Baidu currently makes most of its income from desktop-based search advertising and has lagged peers such as Tencent Holdings Ltd in capitalising on the popularity of mobile internet in China, the world's largest market for smartphones.
It sees real-time, location-based technology as a way to boost advertising revenues from the rise of e-commerce in China, where government data shows more people now access the internet via a mobile device than a personal computer.
"In the mobile era consumer behavior is changing, and the mobile Internet has given us new businesses and opportunities," said Robin Li, Baidu's chief executive, during the launch of the Baidu Connect service.
The service offers toolkits for merchants and software developers to build online-to-offline (O2O) applications, which seek to attract potential customers to nearby shops and restaurants via promotions and ads displayed on smartphones.

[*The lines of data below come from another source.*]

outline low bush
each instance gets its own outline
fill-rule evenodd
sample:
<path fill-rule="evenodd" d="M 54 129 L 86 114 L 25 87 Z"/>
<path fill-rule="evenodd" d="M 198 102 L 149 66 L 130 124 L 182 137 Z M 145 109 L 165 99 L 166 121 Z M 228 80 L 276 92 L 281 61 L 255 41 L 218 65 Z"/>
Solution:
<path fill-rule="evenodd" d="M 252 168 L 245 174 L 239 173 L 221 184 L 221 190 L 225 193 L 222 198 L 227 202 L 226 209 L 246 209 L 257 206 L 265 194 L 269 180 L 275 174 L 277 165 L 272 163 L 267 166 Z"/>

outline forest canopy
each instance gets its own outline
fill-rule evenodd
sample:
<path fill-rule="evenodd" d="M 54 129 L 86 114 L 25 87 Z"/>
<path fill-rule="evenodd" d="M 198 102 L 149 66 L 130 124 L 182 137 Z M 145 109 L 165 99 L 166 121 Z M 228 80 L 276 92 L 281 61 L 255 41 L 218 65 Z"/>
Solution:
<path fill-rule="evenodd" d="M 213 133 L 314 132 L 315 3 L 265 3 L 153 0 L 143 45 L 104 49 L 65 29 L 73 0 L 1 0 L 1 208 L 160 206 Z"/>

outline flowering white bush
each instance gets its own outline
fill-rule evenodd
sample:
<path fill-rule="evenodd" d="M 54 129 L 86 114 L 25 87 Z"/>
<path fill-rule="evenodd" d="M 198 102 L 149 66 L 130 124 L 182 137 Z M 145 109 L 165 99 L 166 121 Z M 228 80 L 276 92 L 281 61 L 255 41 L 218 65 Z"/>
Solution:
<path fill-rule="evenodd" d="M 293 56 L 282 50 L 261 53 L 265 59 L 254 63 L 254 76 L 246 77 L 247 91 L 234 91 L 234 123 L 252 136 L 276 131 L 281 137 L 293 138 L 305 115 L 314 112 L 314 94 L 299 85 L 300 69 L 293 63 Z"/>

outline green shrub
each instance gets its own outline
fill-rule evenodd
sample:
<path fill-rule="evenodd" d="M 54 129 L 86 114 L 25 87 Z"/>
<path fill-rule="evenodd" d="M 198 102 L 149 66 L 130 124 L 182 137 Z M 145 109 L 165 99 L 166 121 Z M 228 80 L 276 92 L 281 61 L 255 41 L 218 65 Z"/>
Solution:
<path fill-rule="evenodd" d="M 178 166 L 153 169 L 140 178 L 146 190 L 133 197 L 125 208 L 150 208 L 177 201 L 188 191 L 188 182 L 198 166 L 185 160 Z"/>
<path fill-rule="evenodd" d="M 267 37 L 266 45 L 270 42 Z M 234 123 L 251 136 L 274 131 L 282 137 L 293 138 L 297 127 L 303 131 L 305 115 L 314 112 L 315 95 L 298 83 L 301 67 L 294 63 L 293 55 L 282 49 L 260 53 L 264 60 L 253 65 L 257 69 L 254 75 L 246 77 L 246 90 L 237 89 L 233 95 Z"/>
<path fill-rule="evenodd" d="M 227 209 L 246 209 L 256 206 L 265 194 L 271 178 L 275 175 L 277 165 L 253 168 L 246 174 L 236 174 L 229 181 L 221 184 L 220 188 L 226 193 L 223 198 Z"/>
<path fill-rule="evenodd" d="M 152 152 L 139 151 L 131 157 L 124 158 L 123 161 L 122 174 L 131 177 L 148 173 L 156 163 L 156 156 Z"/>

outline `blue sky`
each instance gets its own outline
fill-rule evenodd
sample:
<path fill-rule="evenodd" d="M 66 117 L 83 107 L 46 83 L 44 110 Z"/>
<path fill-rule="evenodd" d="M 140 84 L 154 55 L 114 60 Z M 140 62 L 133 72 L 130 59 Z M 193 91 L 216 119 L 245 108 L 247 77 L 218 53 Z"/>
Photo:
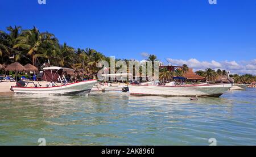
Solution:
<path fill-rule="evenodd" d="M 196 61 L 213 68 L 214 62 L 227 69 L 237 63 L 256 74 L 256 0 L 217 2 L 46 0 L 40 5 L 38 0 L 0 0 L 0 29 L 35 26 L 61 43 L 108 56 L 141 60 L 142 53 L 154 54 L 196 69 Z"/>

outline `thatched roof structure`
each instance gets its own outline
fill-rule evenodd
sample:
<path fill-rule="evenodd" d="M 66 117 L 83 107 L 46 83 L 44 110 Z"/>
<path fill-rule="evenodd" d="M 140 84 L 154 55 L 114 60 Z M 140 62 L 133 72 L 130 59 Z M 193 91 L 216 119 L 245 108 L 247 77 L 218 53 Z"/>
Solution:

Baidu also said it had recently bought a $10 million minority stake in IndoorAtlas, a company that offers a special technology that allows smartphone users' positions to be tracked inside buildings, which is often difficult due to the metal used in structures.
Baidu's push into location-based services and O2O puts it increasingly at odds with Alibaba Group Holding Ltd, China's biggest e-commerce company, and Tencent.
Last week, Baidu announced a 5 billion yuan ($813 million) tie-up with Beijing-based conglomerate Dalian Wanda Group and Tencent to provide O2O services inside Wanda's commercial developments.
Like other tech firms, Baidu is also branching out into wearables. On Wednesday, it demonstrated its Baidu Eye, which uses a camera to scan objects and then synchs with a smartphone.